CAPTCHA the Internet
Posted by Tom on February 21st, 2006
CAPTCHA (an acronym for “Completely Automated Public Turing test to tell Computers and Humans Apart”) has been on my mind ever since Phil Windley suggested a graphical CAPTCHA would make a good web service. I thought there might be those willing to pay to use it. Well, it’s been done.
There is a need for this type of test. Yahoo! and Hotmail use a CAPTCHA to stave off spammers when a user requests an email account. I suspect the most common use on other sites is an attempt block automated comment spam in blogs.
CAPTCHA excludes legitimate users
As the W3C points out graphical CAPTCHAs are a significant barrier to low-vision and blind users. Those with learning disabilities, such as dyslexia, may also be adversely affected. As visual CAPTCHAs become more sophisticated, busy, patterned background becomes more of an issue for color-blind users.
The U.S. Census Bureau estimated that in 1997 about 7.7 million Americans had difficulty seeing the words and letters in an ordinary newspaper. The American Foundation for the blind reported about 5 in 1,000 Americans are legally blind, and gives a low estimate of 1.5 million visually impaired computer users. That’s a fairly significant potential market to ignore.

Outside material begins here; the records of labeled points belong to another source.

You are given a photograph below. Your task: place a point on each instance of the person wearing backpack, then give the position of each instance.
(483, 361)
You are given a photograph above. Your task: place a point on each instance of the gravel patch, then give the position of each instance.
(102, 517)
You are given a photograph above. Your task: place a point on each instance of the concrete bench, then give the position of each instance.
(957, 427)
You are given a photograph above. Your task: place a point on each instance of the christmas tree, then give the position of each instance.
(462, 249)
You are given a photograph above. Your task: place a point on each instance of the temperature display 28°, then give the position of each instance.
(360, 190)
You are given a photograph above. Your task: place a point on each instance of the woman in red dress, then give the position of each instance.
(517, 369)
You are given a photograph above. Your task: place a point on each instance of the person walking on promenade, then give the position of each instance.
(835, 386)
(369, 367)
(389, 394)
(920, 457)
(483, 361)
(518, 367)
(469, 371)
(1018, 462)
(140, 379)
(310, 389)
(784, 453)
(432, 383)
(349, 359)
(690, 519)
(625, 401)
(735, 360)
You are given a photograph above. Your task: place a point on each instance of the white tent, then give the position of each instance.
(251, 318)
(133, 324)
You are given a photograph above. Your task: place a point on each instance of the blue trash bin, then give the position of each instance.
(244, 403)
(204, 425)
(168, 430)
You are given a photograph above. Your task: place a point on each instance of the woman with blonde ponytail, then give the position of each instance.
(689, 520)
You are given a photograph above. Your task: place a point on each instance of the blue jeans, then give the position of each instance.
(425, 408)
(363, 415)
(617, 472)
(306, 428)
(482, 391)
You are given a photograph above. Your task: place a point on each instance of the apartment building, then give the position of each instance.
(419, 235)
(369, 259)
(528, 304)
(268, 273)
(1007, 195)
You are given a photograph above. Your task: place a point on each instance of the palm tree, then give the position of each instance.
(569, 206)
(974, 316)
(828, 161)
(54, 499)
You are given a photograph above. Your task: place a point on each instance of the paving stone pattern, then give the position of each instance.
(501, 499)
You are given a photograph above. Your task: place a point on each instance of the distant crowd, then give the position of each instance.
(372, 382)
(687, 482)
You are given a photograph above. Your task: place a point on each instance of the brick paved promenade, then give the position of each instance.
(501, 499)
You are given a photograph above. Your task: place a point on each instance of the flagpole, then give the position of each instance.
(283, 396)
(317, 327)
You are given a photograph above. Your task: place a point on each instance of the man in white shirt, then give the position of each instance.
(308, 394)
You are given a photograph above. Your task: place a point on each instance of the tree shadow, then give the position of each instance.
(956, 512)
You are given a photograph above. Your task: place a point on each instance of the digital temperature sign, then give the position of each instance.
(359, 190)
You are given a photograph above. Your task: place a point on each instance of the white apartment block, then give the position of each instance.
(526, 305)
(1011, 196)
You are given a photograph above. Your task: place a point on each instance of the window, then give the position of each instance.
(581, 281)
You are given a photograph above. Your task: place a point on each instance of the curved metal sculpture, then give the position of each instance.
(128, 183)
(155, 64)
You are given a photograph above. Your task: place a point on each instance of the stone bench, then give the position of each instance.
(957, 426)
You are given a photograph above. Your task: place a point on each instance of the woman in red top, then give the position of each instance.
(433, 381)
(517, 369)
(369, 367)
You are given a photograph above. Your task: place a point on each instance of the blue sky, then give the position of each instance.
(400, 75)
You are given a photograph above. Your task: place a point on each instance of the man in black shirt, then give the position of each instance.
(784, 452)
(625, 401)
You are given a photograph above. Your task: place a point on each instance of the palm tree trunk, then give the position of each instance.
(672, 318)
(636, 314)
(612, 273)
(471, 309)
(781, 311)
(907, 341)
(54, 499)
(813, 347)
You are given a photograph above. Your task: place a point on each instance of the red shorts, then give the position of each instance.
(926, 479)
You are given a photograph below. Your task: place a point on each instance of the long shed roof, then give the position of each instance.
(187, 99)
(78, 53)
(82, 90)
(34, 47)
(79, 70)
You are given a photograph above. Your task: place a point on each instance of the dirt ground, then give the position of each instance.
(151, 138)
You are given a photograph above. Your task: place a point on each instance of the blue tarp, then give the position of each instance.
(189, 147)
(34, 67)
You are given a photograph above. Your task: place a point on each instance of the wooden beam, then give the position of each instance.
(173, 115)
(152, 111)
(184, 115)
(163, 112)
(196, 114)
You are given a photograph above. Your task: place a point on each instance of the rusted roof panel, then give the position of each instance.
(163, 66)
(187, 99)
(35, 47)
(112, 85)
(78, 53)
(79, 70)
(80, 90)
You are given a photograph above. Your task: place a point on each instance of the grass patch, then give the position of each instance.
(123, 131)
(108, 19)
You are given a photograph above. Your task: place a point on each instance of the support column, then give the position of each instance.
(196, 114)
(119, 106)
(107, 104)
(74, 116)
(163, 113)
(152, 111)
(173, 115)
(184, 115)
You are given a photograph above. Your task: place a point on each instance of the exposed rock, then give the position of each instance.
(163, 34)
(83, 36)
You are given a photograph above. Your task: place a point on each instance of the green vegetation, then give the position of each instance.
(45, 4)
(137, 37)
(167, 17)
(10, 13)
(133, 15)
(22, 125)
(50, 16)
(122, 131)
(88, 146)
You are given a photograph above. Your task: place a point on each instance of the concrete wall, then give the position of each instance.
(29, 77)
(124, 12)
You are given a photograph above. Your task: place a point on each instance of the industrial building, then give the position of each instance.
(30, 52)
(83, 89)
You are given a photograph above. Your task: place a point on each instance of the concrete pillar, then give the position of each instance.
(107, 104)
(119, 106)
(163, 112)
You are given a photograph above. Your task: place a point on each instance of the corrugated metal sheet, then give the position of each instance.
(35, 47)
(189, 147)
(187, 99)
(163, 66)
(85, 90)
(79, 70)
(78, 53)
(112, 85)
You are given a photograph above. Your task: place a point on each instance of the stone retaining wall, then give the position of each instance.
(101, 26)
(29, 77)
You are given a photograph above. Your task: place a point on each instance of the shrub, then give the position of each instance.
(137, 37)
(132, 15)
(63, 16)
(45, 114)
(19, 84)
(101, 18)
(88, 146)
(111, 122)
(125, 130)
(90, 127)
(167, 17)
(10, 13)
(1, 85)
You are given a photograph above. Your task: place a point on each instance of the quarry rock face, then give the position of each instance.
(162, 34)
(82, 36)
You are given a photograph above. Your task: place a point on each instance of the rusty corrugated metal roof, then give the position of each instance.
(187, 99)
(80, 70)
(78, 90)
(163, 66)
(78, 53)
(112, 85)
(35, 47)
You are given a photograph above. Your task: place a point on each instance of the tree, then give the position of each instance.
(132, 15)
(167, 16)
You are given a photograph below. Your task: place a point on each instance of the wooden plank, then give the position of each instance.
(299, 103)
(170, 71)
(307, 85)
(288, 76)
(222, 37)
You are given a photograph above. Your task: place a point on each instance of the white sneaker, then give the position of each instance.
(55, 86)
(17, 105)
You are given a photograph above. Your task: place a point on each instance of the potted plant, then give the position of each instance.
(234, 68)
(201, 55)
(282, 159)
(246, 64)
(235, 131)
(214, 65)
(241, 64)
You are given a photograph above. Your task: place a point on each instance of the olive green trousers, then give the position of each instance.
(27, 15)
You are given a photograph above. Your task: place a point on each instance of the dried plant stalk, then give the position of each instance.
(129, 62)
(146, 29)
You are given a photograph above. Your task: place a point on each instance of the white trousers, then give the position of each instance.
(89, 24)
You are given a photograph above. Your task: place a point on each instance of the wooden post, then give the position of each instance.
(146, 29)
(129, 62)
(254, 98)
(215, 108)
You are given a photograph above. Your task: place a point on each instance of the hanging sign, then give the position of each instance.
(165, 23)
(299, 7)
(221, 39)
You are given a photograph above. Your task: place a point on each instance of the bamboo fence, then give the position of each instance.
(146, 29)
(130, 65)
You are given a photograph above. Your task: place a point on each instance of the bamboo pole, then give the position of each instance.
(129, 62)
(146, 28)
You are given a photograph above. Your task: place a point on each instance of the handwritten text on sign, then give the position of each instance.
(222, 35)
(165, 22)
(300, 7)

Requiring users to interpret a visual CAPTCHA may lead to legal challenges. Earlier this month, the National Federation for the Blind filed suit against Target, claiming target.com discriminates by not being accessible to visually impaired users.
Audio CAPTCHA
Some companies are experimenting with audio CAPTCHAs, spelling out random letters with random noise in the background. However, aural disabilities are more common than visual ones, so the approach isn’t really more accessible. Speech recognition software is more advanced than character recognition, so the purported purpose of differentiating between humans and computers is not filled anyway.
CAPTCHA is broken
Several projects to crack common visual CAPTCHA algorithms, particularly The CAPTCHA Project (by the Carnegie Mellon School of Computer Science), the UC Berkeley Computer Vision Group, and Sam Hocevar’s PWNtcha, have had good success. Howard Yeend demonstrated a vulnerability in several public algorithms where he could reuse a solution several thousand times after manually solving it once.
Social engineering is often easier than fancy programming. The first widely recognized social engineering solution was “borrowing” CAPTCHAs from target sites and showing them at entry points to porn sites. Visitors to porn sites would solve the CAPTCHAs, allowing spammers to get essentially free labor. Amazon’s Mechanical Turk (tagline: “Artificial Artificial Intelligence”), which gives micro-payments for simple tasks is an example of another way CAPTCHAs could be defeated. Even at a few cents per image, the cost may still be too high for spammers, but it is a demonstration that the process can be outsourced. After all, the world is flat.
What is the underlying purpose?
The real reason for CAPTCHA is to screen undesirables. For low traffic sites, it means preventing automated access. This can be accomplished in a relatively simple way: add a single required question to the comment submit form. Something like “What color was George Washington’s white horse?” or “Enter the fourth word in this sentence.” This is enough to make the form non-standard, thus unusable by generic bots. Bypassing this added security would be very easy for spammers, the advantage is the relative obscurity of most blogs. To target multiple blogs, a spammer would need to address each one individually; individual attention is unlikely, so I suggest this method is the easiest for bloggers with a knowledge of web programming, and is as accessible as a comment form without a CAPTCHA.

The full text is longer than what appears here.